From a purely military standpoint, it was an extraordinarily successful operation: sudden, swift, focused and carried out with overwhelming force. The removal of Maduro, widely believed to have rigged the 2024 presidential election to deny victory to opposition leader Edmundo González, is the closing of one chapter. But a much wider issue now presents itself: what next?
Trump’s announcements have been characteristically expansive and vague. He told a press conference “we will run the country until such time as we can do a safe, proper and judicious transition” and that the task would be carried out by “the people standing right behind me”. These included Secretary of State Marco Rubio and Secretary of War Pete Hegseth.
The priority is Venezuela’s oil industry. Trump continued: “We’re going to have our very large United States oil companies, the biggest anywhere in the world, go in, spend billions of dollars, fix the badly broken infrastructure, the oil infrastructure, and start making money for the country.”

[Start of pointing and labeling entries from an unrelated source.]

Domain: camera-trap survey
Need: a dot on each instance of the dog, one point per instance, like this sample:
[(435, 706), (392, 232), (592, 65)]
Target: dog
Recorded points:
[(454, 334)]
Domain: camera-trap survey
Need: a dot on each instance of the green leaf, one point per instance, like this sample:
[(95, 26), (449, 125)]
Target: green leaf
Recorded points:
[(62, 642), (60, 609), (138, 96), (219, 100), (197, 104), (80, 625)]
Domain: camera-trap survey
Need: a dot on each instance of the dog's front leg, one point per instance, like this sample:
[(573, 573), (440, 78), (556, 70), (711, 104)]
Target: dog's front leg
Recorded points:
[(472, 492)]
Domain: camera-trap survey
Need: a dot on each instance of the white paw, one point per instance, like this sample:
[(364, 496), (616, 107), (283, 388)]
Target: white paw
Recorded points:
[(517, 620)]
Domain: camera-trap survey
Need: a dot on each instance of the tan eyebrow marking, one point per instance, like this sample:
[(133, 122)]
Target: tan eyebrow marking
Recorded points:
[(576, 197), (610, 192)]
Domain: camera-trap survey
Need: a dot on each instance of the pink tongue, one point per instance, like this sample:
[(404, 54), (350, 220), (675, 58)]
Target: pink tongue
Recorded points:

It is not clear how this will be achieved. Maduro’s regime remains in place; Rubio has been in contact with the Vice President of Venezuela, Delcy Rodríguez, who has been sworn in as interim president, and Trump claimed she expressed her willingness to do “whatever the US asks”. Rodríguez, however, has described Maduro as the “only one president in Venezuela” and said that the country is ready to defend itself.
It seems inevitable that Trump will now deploy US forces to Venezuela, having already said “we’re not afraid of boots on the ground”. In an interview with The Atlantic he did not shy away from grand plans. “Rebuilding there and regime change, anything you want to call it, is better than what you have right now. Can’t get any worse.”
The looming collective folk memory is Iraq. The US-led coalition’s ground invasion in March 2003 was brilliantly successful, with combat operations lasting just 42 days. That, it would turn out, was the easy part. Running Iraq then became the responsibility of the Coalition Provisional Authority (CPA) for 14 months before it handed over to the Iraqi interim government. Planning and preparation for the post-conflict phase was woefully inadequate and optimistic.
The CPA spent money liberally and carelessly – $8bn went unaccounted for from a reconstruction budget of around $60bn – but there was a pervasive optimism which ignored hard decisions. Major-General Tim Cross, the most senior British officer in the CPA, told the Iraq Inquiry that planning had been “woefully thin”. He later summed up the coalition’s failure: “We didn’t have a clear and coherent post-war plan for Iraq. Most people thought that we didn’t really need a plan: once we’ve got rid of Saddam Hussein, a wonderful new democracy would emerge, and they never considered a Plan B or C.”
I visited Iraq with the House of Commons Defence Committee in 2007 and 2008. Years after the invasion, and after president George W Bush had notoriously declared “Mission accomplished”, the situation was bleakly obvious. Coalition forces were deeply enmeshed in a barely functioning state where the pressing priority was simply maintaining the security situation against an increasingly powerful and deadly insurgency. In Basra, in southern Iraq, British units were for a while largely confined to their fortified base because of the insurgent threat.
American and British combat forces remained in Iraq until 2011; the US deployment peaked at 170,000 personnel in 2007, they suffered 4,492 deaths in total and the eventual cost is estimated at $3trn. (179 British service personnel were killed.) Despite that huge cost in blood and treasure, the United States walked away leaving a country still fragile and wracked by violence, and the “plan” to democratise Iraq and exploit its vast potential oil wealth remains unrealised.
The US track record on nation-building is not a proud one. In Vietnam, Afghanistan and Iraq, hundreds of thousands of troops have been deployed to achieve results by sheer weight of numbers without clear and achievable goals. It has always ended in humiliating, bloody and expensive failure.
It may be that the Trump administration has a detailed and sustainable plan for the future of Venezuela, though appearances and the President’s track record suggest it is highly unlikely. There is a much greater danger that the United States will be sucked inexorably into the kind of “forever war” of which Trump was so critical in his first presidential campaign in 2016.
There will be no excuses. This is a conflict of Trump’s choosing in which the US has made the first move, part of what he cringingly calls “the Donroe doctrine” to secure domination of the Americas. He is almost carelessly open to increasing the US military commitment on the grounds that the situation “can’t get any worse”. That is a fundamental mistake – it can always get worse, and it frequently does.